All of this, plus the presence of the Irish Sea the couple could see from their window, gives tracks like ‘Petty Silver’ – replete with its creepy melodic tones reminiscent of ‘The Carny’ by The Bad Seeds, grubby, fuzzy electronic rhythm and sub-bass slowed down to a unnerving prowl – an unexpected, if turbulent and utterly skewed, symphonic edge. It would be glib to say that such a track carries a sense of mystery as Danielle de Picciotto intones an especially bleak poetry, but there is nevertheless a sinister, Old Testament good vs evil thing going on here.

Elsewhere, opening track ‘Defiance’ is nudged onward by a gloomy bluesy guitar, bass and violin formation that might as well have blown in from the sand of a sun-bleached Nevadan desert rather than the brown sand of Blackpool. Here we find overheard voices, strangely celebratory and yet weirdly affecting when taken outside of their context, bells, snarling electronics and a vocal from de Picciotto that emphasises we are all made equal despite Blackpool’s economic fortunes suggesting that this is anything but the case.

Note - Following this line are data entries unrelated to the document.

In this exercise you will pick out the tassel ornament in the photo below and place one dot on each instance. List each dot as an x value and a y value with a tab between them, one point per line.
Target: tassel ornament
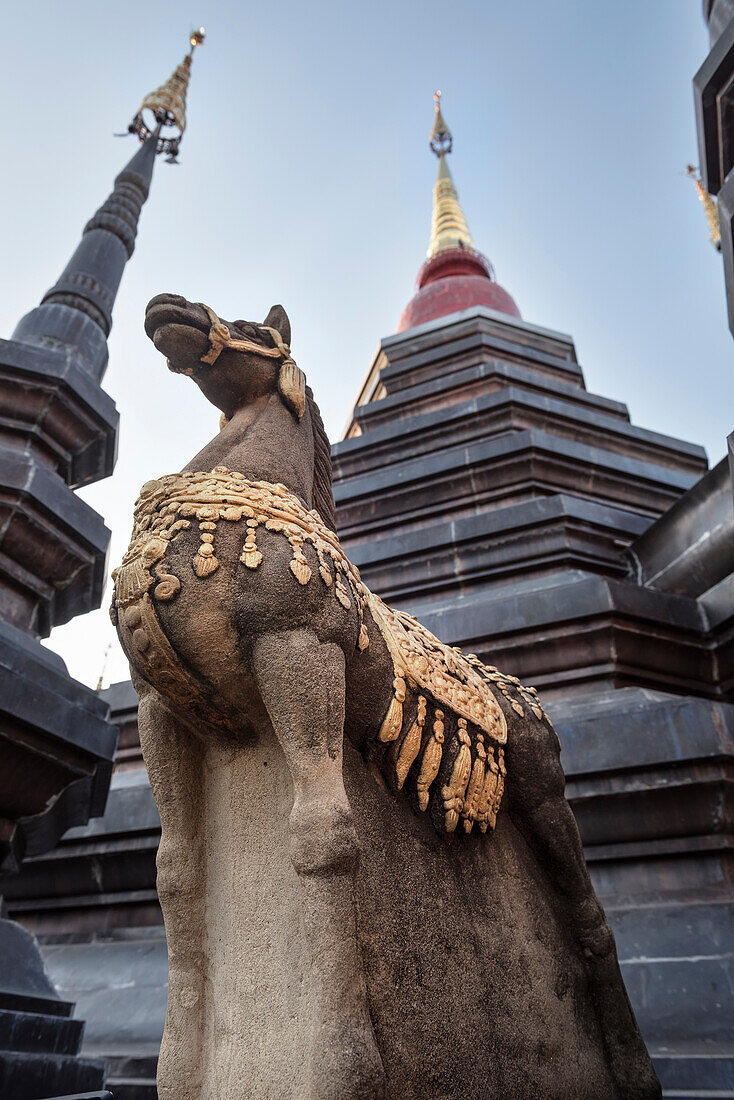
431	761
393	721
475	787
453	791
411	746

It is an effect that plays out across The Current, in a fashion not wholly dissimilar to the sound of the Detroit-centred Crime & The City Solution album American Twilight (2013) that both contributed to. On the standout ‘Onwards’, that manifests itself as a violin section that is enough to cause claustrophobia and panic, the beautiful harmonies between Hacke and de Picciotto never quite offsetting the churning urgency of the strings, sounding not unlike the end of the world as we know it. The album’s title track begins with a soundfield of unplaceable, hissing, droning sounds evoking comparisons with Hacke’s role in Einstürzende Neubauten, though even that band never quite managed to sound this bleak; ‘The Banishing’ carries a strained, muted edge courtesy of a rich, undulating, thunderous rhythm, chanted vocals and vaguely optimistic strings; ‘Third From The Sun’ begins with rich otherworldly sounds intended to remind us that our very existence owes itself to accidents and astral coincidence, before descending into a ominous wall of beautiful, ugly sound laced with psychedelic motifs.

This is not an album for the faint-hearted. By the time you reach the mournful ‘Upon Departure’, with its proggy, thick Violinksi tonalities, insistent strings and impenetrably savage drums, or the damning social commentary of ‘The Black Pool’, you might be forgiven for wanting to say, like my former colleague, ‘Get me the fuck out of here.’ Break through the gloom and a strangely human, hopeful, elegiac dimension appears. It is the sound of an unexpected optimism and a spirit of unity and of being in this together in spite of the state we’re in.

That de Picciotto and Hacke were able to freely up sticks and pitch up in Blackpool, with an album released on the very day where the UK is expected to sever its ties from Europe, and where such freedom of movement will be once again restricted, is perhaps the most overtly political statement of all those enshrined in The Current.